These conditions didn’t just happen. Macroeconomics isn’t inevitable, like rain. Top-level American economic policy flooded America’s central corridor with population after the Civil War, via the Homestead Act. But into the Twentieth Century, that same economic policy largely abandoned the homesteader population in favor of urban industrialization. America still needs its rural agricultural population; it just doesn’t provide that population with meaningful support anymore, since they aren’t lucrative donors. Nobody ever got rich hoeing corn.

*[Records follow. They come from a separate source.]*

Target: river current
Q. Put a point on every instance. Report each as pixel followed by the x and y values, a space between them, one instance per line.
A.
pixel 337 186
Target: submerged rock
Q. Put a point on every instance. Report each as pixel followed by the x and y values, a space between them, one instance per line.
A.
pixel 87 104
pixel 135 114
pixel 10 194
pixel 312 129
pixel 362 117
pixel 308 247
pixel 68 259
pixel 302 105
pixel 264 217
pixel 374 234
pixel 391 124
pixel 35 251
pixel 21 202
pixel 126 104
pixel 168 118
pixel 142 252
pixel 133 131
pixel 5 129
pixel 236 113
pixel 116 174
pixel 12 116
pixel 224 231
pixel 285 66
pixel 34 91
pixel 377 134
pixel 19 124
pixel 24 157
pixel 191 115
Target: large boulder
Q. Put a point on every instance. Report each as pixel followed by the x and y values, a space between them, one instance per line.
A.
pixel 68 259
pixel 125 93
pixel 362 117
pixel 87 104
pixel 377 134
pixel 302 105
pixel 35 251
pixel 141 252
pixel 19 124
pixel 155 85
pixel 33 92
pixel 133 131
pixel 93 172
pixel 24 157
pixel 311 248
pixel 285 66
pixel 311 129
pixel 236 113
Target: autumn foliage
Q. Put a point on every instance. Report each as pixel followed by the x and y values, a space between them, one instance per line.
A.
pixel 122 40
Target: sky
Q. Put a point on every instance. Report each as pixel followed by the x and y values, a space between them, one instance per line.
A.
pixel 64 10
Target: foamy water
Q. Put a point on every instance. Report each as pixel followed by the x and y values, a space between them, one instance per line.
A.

Dollar stores are the logical market-driven response to this abandonment. Rural communities have some money, and they want—and deserve—nice things, like attractive curtains, affordable art supplies, and small electronics. Dollar General recognized an unmet market, and met it. Sure, they manipulate wholesalers and use just-in-time restocking to keep prices artificially cheap, in ways unsupported local businesses just can’t. But they aren’t culpable for economic policies that made Pop’s old-timey general store fiscally unviable.
Even their notoriously impersonal architecture reflects America’s top-level economic policy. Sure, I’d love if dollar stores hired local architects to conform their buildings to regional aesthetics. But Walmart and Target already priced architects out of small markets, and America’s rural economic abandonment means the dominant design style is often “decay.” Dollar General’s warehouse-like design and modular construction let them move into marginal markets quickly without incurring high amortized overhead, which just makes good business sense.
Don’t misunderstand me: dollar chains’ low pay, homogenous product, and deafness to local industry aren’t sustainable. I’ve grown fond of Dollar General, but at best, they’re a transitional response to larger forces. But John Oliver’s implicit expectation of shoving a Whole Foods into every small market is equally unrealistic. If we use the market access which dollar stores provide to build toward something better, then these chains have helped America through its current economic malaise.